The insured was a self-employed businessman injured in a car accident and was thus entitled, under the SABS, to a weekly income replacement benefit (“IRB”) as well as to loss of income earning capacity benefits (“LECB”) after 104 weeks. The insurer paid the IRBs but would not pay the LECB. The insured commenced an action in 2001 for a declaration that he was entitled to a LECB amount. The insurer counterclaimed for a refund in respect of an overpayment of the IRB. The insured hired an accountant who discovered that the insurer had made an error in the calculation and payment of the IRBs. He therefore sought to amend his claim in 2006. The trial judge found that the IRB claim was statute barred. She found that the delivery of the Statement of Defence and Counterclaim constituted a refusal to pay any further benefits to the insured and thus triggered the two-year limitation period under s. 72(1) of the SABS and s. 281 of the Insurance Act. Lastly, she awarded pre-judgment interest in accordance with s. 68 of the SABS but post-judgment interest in accordance with s. 129 of the Courts of Justice Act, at a lower rate.

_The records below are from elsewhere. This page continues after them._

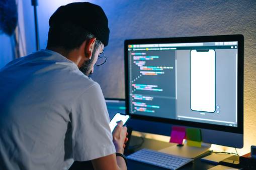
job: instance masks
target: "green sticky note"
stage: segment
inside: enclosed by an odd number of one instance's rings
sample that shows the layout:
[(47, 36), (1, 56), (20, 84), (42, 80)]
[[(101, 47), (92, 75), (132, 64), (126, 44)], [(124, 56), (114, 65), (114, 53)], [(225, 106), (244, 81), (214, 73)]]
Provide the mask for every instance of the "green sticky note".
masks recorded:
[(186, 133), (188, 146), (201, 147), (200, 129), (187, 128)]

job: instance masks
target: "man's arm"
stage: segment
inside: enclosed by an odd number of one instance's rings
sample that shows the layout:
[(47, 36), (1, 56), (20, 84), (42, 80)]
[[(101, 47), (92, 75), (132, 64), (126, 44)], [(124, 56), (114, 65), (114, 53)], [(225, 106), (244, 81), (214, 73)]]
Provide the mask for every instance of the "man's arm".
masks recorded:
[[(116, 152), (124, 153), (125, 143), (128, 140), (127, 128), (123, 127), (122, 121), (118, 122), (113, 132), (113, 141), (116, 147)], [(99, 157), (92, 160), (95, 169), (119, 170), (127, 169), (126, 164), (124, 159), (120, 156), (116, 156), (113, 153), (107, 156)]]

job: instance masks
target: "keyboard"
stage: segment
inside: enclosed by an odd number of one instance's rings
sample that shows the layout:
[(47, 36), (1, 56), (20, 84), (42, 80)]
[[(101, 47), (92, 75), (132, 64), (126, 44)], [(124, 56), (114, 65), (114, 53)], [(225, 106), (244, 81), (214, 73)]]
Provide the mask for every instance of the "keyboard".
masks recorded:
[(160, 152), (147, 149), (142, 149), (128, 155), (127, 159), (138, 161), (169, 169), (177, 169), (193, 159)]

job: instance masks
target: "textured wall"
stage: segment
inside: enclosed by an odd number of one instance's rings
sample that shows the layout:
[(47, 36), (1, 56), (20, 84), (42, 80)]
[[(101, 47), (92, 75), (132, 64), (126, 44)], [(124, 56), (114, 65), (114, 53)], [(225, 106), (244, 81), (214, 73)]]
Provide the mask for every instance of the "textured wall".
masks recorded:
[[(95, 68), (93, 78), (105, 97), (124, 98), (123, 42), (125, 39), (242, 34), (244, 36), (244, 146), (256, 145), (256, 1), (95, 1), (109, 20), (105, 48), (107, 63)], [(221, 148), (228, 149), (227, 148)], [(230, 150), (234, 152), (234, 150)]]

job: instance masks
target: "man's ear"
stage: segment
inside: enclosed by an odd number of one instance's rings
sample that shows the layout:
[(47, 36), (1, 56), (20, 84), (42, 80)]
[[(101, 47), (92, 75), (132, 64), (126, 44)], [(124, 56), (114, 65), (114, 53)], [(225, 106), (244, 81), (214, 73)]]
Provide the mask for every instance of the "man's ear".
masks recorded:
[(94, 49), (96, 41), (96, 38), (94, 38), (90, 40), (88, 40), (86, 44), (86, 47), (84, 48), (84, 54), (86, 54), (86, 57), (90, 60), (92, 58), (93, 51)]

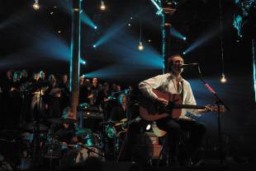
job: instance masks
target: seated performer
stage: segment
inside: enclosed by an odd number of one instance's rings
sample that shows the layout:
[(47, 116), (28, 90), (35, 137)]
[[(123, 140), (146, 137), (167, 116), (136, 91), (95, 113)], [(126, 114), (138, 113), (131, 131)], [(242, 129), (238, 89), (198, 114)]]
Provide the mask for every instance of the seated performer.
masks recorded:
[[(133, 109), (127, 105), (128, 98), (124, 93), (118, 96), (118, 105), (115, 106), (111, 112), (110, 119), (113, 122), (113, 127), (107, 127), (107, 134), (111, 138), (116, 138), (118, 141), (116, 160), (129, 161), (131, 159), (131, 145), (135, 141), (135, 135), (137, 130), (137, 124), (140, 118), (136, 118)], [(128, 111), (127, 111), (128, 110)], [(132, 124), (131, 124), (132, 123)], [(128, 130), (129, 129), (129, 130)]]
[[(169, 72), (141, 81), (139, 84), (139, 89), (145, 96), (159, 104), (162, 104), (162, 106), (167, 107), (169, 102), (162, 97), (159, 97), (154, 90), (158, 90), (162, 93), (178, 94), (181, 96), (183, 104), (196, 105), (197, 104), (191, 86), (181, 76), (183, 69), (180, 67), (183, 65), (183, 58), (180, 55), (173, 55), (168, 58)], [(206, 126), (186, 117), (186, 112), (187, 111), (192, 114), (198, 115), (199, 113), (210, 110), (211, 109), (208, 106), (206, 106), (204, 109), (183, 109), (180, 116), (174, 117), (175, 118), (169, 115), (164, 117), (165, 115), (164, 114), (156, 120), (157, 126), (160, 129), (167, 132), (168, 144), (169, 146), (169, 148), (167, 148), (169, 149), (167, 154), (171, 164), (189, 164), (189, 158), (200, 145), (206, 132)], [(149, 118), (149, 120), (150, 119)], [(183, 151), (179, 151), (182, 149), (178, 149), (181, 130), (190, 132), (190, 137), (185, 142), (185, 147), (183, 149)]]

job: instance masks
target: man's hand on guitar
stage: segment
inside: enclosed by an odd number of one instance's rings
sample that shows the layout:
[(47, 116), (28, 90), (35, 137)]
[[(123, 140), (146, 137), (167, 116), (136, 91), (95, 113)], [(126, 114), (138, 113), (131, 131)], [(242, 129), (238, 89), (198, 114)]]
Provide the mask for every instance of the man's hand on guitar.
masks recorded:
[(158, 97), (158, 98), (156, 99), (156, 101), (159, 102), (159, 103), (160, 103), (160, 104), (163, 104), (164, 106), (167, 106), (168, 104), (168, 100), (166, 100), (166, 99), (163, 99), (163, 98), (160, 98), (160, 97)]
[[(205, 106), (205, 111), (204, 112), (218, 112), (218, 106), (217, 105), (206, 105)], [(220, 112), (224, 113), (225, 112), (225, 109), (223, 105), (220, 106)]]

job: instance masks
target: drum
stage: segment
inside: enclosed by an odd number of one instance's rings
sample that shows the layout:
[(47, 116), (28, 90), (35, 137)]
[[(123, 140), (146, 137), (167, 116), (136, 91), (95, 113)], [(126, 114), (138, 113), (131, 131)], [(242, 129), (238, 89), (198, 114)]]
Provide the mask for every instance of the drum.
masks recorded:
[(100, 146), (101, 143), (101, 136), (97, 133), (90, 133), (88, 134), (85, 137), (85, 143), (88, 146)]
[(104, 161), (104, 154), (99, 148), (88, 147), (88, 148), (76, 148), (69, 150), (60, 159), (60, 166), (70, 166), (84, 161), (88, 157), (96, 157)]

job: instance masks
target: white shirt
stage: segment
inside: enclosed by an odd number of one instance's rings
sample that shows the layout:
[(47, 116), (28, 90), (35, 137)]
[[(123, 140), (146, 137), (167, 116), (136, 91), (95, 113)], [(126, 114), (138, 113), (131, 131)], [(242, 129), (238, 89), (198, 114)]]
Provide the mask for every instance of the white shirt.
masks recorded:
[[(181, 94), (183, 93), (183, 104), (197, 105), (191, 86), (189, 82), (183, 78), (179, 80), (179, 89), (177, 90), (174, 84), (174, 78), (170, 73), (159, 75), (148, 80), (143, 81), (139, 84), (139, 89), (141, 92), (152, 99), (156, 99), (158, 96), (152, 91), (156, 89), (164, 93)], [(187, 118), (186, 113), (189, 112), (192, 114), (198, 115), (197, 109), (183, 109), (179, 118)]]

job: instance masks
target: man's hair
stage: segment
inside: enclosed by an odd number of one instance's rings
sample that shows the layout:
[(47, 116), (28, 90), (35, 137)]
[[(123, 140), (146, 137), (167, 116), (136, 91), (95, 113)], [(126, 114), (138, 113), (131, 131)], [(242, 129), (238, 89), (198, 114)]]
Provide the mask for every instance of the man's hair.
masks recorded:
[[(183, 59), (183, 58), (182, 57), (182, 55), (180, 55), (180, 54), (178, 54), (178, 53), (173, 54), (173, 55), (168, 57), (168, 58), (167, 58), (167, 69), (168, 69), (168, 72), (171, 72), (171, 67), (172, 67), (172, 65), (173, 64), (173, 59), (174, 57), (180, 57), (180, 58), (182, 58)], [(184, 60), (184, 59), (183, 59), (183, 60)]]

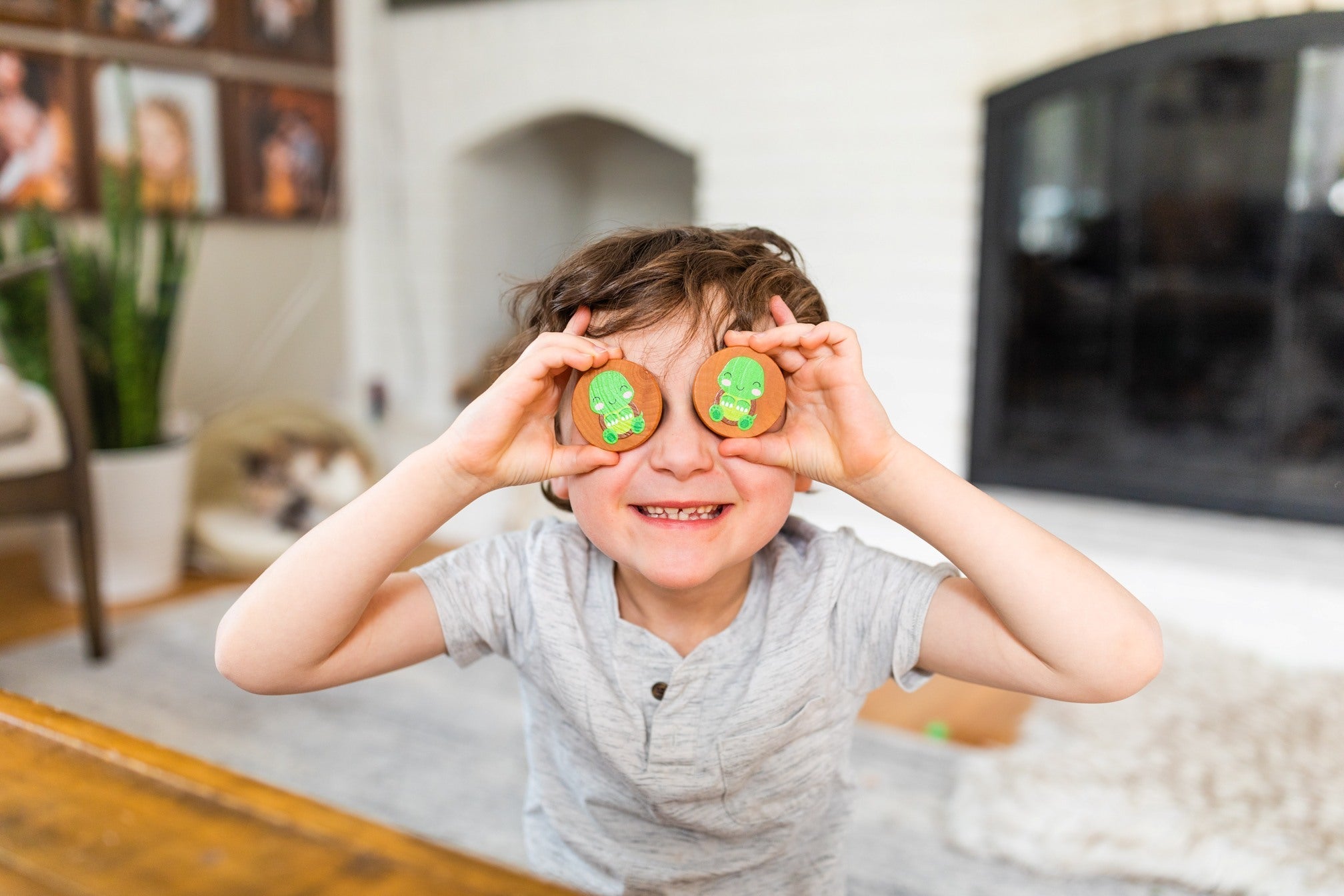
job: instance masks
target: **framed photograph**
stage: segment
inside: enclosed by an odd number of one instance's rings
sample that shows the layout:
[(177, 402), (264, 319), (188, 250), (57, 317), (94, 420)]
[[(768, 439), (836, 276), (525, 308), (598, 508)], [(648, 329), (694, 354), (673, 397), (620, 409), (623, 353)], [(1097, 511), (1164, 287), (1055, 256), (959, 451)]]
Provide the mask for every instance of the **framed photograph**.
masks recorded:
[(336, 59), (335, 0), (237, 0), (234, 46), (293, 62)]
[(79, 203), (75, 77), (67, 58), (0, 47), (0, 208)]
[(336, 97), (235, 83), (230, 101), (234, 211), (276, 220), (336, 214)]
[[(95, 34), (153, 43), (208, 47), (222, 43), (216, 0), (71, 0)], [(235, 0), (230, 0), (231, 3)]]
[(0, 0), (0, 21), (35, 26), (70, 24), (71, 0)]
[(219, 212), (224, 173), (214, 78), (117, 62), (90, 70), (98, 164), (125, 165), (138, 145), (146, 208)]

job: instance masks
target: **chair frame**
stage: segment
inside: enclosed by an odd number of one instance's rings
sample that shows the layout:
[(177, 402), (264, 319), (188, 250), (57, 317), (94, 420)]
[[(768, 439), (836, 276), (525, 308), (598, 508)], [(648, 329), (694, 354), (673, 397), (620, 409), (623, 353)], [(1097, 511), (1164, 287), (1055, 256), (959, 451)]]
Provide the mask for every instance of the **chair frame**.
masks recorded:
[(98, 544), (94, 531), (93, 500), (89, 485), (89, 450), (91, 423), (89, 394), (79, 357), (79, 328), (75, 321), (70, 286), (60, 255), (55, 250), (27, 255), (0, 265), (0, 283), (47, 271), (51, 290), (47, 297), (48, 349), (56, 404), (65, 419), (69, 459), (56, 470), (34, 476), (0, 480), (0, 517), (34, 513), (66, 514), (75, 532), (79, 552), (79, 579), (83, 586), (82, 614), (85, 656), (108, 657), (102, 592), (98, 590)]

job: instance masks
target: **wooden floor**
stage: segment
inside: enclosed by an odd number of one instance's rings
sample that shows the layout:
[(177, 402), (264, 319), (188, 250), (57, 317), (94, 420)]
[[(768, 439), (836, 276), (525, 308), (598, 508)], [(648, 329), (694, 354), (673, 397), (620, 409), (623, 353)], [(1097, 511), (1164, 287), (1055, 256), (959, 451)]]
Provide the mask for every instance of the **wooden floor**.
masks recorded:
[[(413, 551), (398, 568), (410, 570), (445, 549), (446, 545), (426, 543)], [(188, 572), (183, 583), (163, 598), (134, 606), (109, 607), (108, 623), (114, 627), (118, 619), (153, 611), (222, 586), (242, 587), (247, 582), (245, 578), (230, 579)], [(47, 595), (36, 552), (0, 553), (0, 583), (3, 583), (0, 647), (79, 625), (78, 610), (74, 606), (58, 603)], [(116, 656), (110, 661), (116, 662)], [(949, 739), (957, 743), (993, 747), (1017, 739), (1017, 723), (1030, 705), (1031, 697), (1024, 695), (934, 676), (914, 693), (906, 693), (894, 681), (888, 681), (872, 692), (859, 715), (870, 721), (907, 731), (925, 732), (930, 727), (937, 727), (946, 731)]]

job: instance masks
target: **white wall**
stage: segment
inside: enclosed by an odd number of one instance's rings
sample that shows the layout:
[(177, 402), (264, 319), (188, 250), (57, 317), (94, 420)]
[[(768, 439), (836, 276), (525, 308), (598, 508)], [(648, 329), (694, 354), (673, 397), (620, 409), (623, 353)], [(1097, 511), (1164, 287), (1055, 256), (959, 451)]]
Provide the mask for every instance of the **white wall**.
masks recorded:
[(689, 156), (629, 128), (560, 116), (513, 129), (456, 160), (449, 204), (454, 383), (512, 336), (500, 294), (544, 275), (593, 236), (694, 218)]
[(1308, 4), (347, 5), (363, 36), (345, 67), (349, 118), (362, 121), (351, 134), (353, 379), (390, 380), (399, 426), (414, 431), (401, 453), (453, 412), (446, 355), (464, 297), (444, 253), (457, 160), (509, 128), (587, 111), (694, 156), (699, 223), (796, 240), (833, 316), (882, 347), (868, 375), (898, 427), (962, 472), (984, 95), (1110, 47)]
[[(965, 474), (986, 93), (1163, 34), (1325, 5), (1337, 4), (497, 0), (366, 11), (367, 42), (347, 60), (347, 75), (360, 81), (347, 94), (352, 117), (368, 125), (355, 138), (347, 243), (355, 379), (388, 376), (401, 408), (387, 430), (392, 454), (449, 423), (450, 364), (438, 347), (460, 318), (461, 297), (442, 262), (454, 244), (453, 160), (508, 128), (589, 111), (695, 157), (699, 223), (761, 224), (796, 240), (832, 316), (859, 330), (867, 375), (896, 429)], [(378, 124), (394, 128), (378, 134)], [(392, 270), (394, 297), (375, 287)], [(1034, 519), (1052, 517), (1048, 496), (1047, 504), (1004, 500), (1030, 504)], [(1120, 502), (1078, 501), (1064, 501), (1070, 512), (1052, 531), (1066, 540), (1077, 532), (1089, 551), (1153, 588), (1150, 602), (1171, 618), (1222, 626), (1243, 641), (1259, 633), (1279, 656), (1337, 653), (1327, 641), (1308, 643), (1322, 604), (1294, 603), (1277, 570), (1208, 575), (1223, 568), (1211, 547), (1218, 539), (1208, 537), (1223, 516), (1141, 513), (1141, 535), (1189, 548), (1185, 560), (1159, 562), (1142, 537), (1106, 541), (1105, 521)], [(511, 514), (505, 505), (504, 497), (473, 505), (473, 525), (461, 520), (458, 532), (488, 531), (491, 509), (492, 523), (516, 521), (523, 510)], [(804, 497), (797, 506), (818, 523), (851, 524), (883, 547), (935, 559), (929, 545), (844, 496)], [(1089, 525), (1078, 524), (1077, 506)], [(1261, 529), (1288, 531), (1265, 520), (1249, 525), (1239, 531), (1247, 540)], [(1337, 528), (1310, 531), (1313, 544), (1340, 537)], [(1187, 563), (1189, 575), (1173, 574), (1172, 563)], [(1344, 549), (1318, 551), (1301, 568), (1314, 571), (1313, 594), (1333, 595), (1344, 623)], [(1199, 587), (1208, 591), (1192, 594)], [(1228, 615), (1211, 617), (1202, 602), (1234, 590), (1236, 599), (1222, 604)], [(1278, 634), (1267, 635), (1271, 629)]]

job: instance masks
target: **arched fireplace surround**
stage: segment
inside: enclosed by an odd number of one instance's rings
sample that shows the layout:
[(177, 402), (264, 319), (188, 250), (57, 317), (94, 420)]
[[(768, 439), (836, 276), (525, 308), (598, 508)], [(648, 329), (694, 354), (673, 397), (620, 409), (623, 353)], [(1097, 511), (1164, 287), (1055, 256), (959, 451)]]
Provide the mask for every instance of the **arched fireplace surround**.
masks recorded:
[(1344, 13), (988, 98), (970, 478), (1344, 523)]

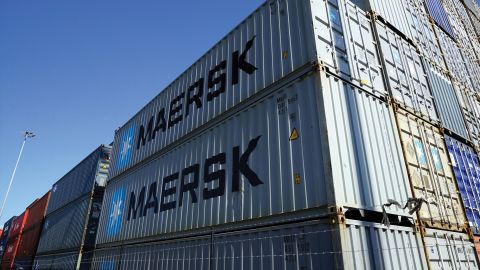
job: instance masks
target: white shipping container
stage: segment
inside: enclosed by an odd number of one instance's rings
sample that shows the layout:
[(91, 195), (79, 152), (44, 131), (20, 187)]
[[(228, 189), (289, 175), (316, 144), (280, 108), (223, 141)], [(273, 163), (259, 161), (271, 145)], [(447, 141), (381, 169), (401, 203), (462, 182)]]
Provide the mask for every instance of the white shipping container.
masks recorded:
[(385, 78), (393, 99), (423, 117), (437, 122), (434, 99), (420, 55), (407, 40), (380, 21), (375, 21)]
[(413, 195), (425, 200), (419, 219), (428, 227), (464, 230), (465, 212), (440, 129), (400, 108), (396, 118)]
[(411, 197), (393, 112), (368, 92), (321, 71), (242, 105), (110, 181), (97, 244)]
[(95, 252), (93, 269), (428, 269), (420, 233), (330, 219)]
[(440, 47), (447, 63), (447, 68), (451, 72), (455, 80), (458, 80), (465, 87), (474, 90), (474, 85), (470, 80), (470, 75), (465, 66), (460, 48), (457, 43), (451, 39), (445, 32), (439, 27), (434, 26), (435, 33), (437, 34)]
[(110, 179), (314, 63), (386, 96), (373, 36), (348, 1), (265, 3), (120, 128)]
[(420, 53), (442, 69), (447, 69), (440, 44), (433, 30), (423, 0), (407, 0), (407, 19), (412, 39)]
[(426, 229), (424, 244), (430, 269), (478, 269), (475, 246), (467, 234)]

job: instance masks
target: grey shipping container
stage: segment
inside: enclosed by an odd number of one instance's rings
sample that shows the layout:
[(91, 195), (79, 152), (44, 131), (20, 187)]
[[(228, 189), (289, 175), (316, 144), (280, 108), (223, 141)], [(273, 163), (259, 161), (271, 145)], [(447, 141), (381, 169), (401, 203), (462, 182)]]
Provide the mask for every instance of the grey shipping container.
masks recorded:
[(422, 225), (465, 230), (465, 212), (440, 128), (400, 108), (395, 116), (413, 195), (424, 200), (418, 211)]
[(33, 264), (34, 270), (73, 270), (73, 269), (91, 269), (89, 266), (82, 265), (82, 255), (79, 252), (55, 253), (50, 255), (38, 256)]
[(407, 0), (405, 4), (410, 32), (416, 47), (423, 56), (435, 65), (442, 69), (447, 69), (433, 25), (430, 23), (429, 15), (425, 10), (424, 1)]
[(381, 21), (375, 21), (385, 79), (393, 99), (418, 114), (438, 121), (434, 100), (416, 48)]
[(477, 151), (480, 152), (480, 95), (469, 89), (462, 88), (456, 82), (453, 82), (453, 87), (463, 111), (470, 141)]
[(475, 91), (457, 43), (438, 27), (434, 26), (434, 28), (435, 33), (437, 33), (445, 62), (447, 63), (447, 69), (450, 71), (451, 76), (465, 87)]
[(93, 269), (427, 269), (419, 232), (329, 218), (96, 250)]
[(386, 96), (379, 61), (351, 2), (269, 1), (116, 132), (109, 179), (313, 62)]
[(434, 229), (423, 234), (430, 269), (478, 269), (475, 246), (467, 234)]
[(446, 74), (442, 74), (441, 70), (430, 65), (428, 61), (423, 61), (423, 64), (442, 126), (468, 139), (465, 121), (452, 82)]
[(479, 157), (468, 145), (449, 136), (445, 142), (450, 153), (458, 189), (471, 231), (480, 234), (480, 164)]
[(392, 119), (387, 103), (327, 72), (283, 80), (110, 181), (97, 244), (331, 205), (381, 212), (389, 199), (405, 203)]
[(52, 187), (47, 215), (106, 185), (111, 147), (101, 145)]
[(455, 38), (452, 26), (448, 20), (448, 15), (440, 0), (425, 0), (427, 10), (432, 19), (440, 28), (447, 33), (451, 38)]
[[(34, 265), (44, 264), (45, 258), (52, 258), (53, 255), (60, 253), (68, 255), (54, 256), (57, 261), (56, 264), (60, 265), (64, 265), (67, 262), (70, 263), (69, 258), (72, 258), (75, 254), (79, 259), (82, 259), (82, 256), (83, 258), (89, 258), (95, 246), (102, 197), (103, 194), (98, 195), (98, 197), (92, 197), (90, 194), (87, 194), (48, 215), (45, 218), (40, 235)], [(86, 260), (82, 263), (80, 269), (83, 267), (88, 268), (90, 263), (91, 259)], [(77, 264), (80, 265), (81, 262), (76, 261), (75, 265)], [(58, 267), (52, 269), (73, 268)]]
[[(358, 0), (356, 2), (359, 2)], [(369, 4), (368, 10), (375, 12), (375, 16), (382, 17), (390, 25), (398, 29), (406, 37), (412, 39), (410, 33), (409, 20), (407, 15), (407, 0), (384, 1), (384, 0), (365, 0)]]

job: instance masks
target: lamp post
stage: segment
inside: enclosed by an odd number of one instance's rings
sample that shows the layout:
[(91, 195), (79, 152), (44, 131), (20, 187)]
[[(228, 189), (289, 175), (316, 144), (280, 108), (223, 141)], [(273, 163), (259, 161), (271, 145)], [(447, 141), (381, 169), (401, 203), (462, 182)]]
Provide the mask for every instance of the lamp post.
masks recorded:
[(13, 179), (15, 178), (15, 173), (17, 172), (18, 163), (20, 162), (20, 158), (22, 157), (22, 152), (23, 152), (23, 147), (25, 146), (25, 142), (27, 141), (28, 138), (33, 138), (33, 137), (35, 137), (35, 134), (33, 134), (33, 132), (30, 132), (30, 131), (25, 131), (25, 133), (23, 134), (22, 148), (20, 148), (20, 153), (18, 154), (17, 163), (15, 163), (15, 168), (13, 169), (12, 177), (10, 177), (10, 183), (8, 184), (7, 193), (5, 193), (5, 198), (3, 199), (2, 208), (0, 209), (0, 219), (2, 218), (2, 215), (3, 215), (3, 209), (5, 207), (5, 203), (7, 202), (8, 194), (10, 193), (10, 188), (12, 187)]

The Court of Appeal found that the trial judge erred in her finding the insured’s claim was statute barred. It found that, until the accountant became involved, the insurer was not aware of the error in calculation. Therefore, the insurer did not intend its Statement of Defence to constitute a refusal to pay the minimum IRB component of the IRB claim because it was not aware of the error. In those circumstances, the Statement of Defence could not constitute a refusal to pay an amount claimed or benefit claimed within the meaning of s. 72(1) of the SABS.

The Court of Appeal also found that the trial judge erred by failing to award post-judgment interest in accordance with s. 68 of the SABS. It stated that the section is worded in a non-discretionary manner and there is no basis not to apply it to post-judgment interest as well as pre-judgment interest.

This case was originally summarized by Natasha D. Morley and edited by David W. Pilley.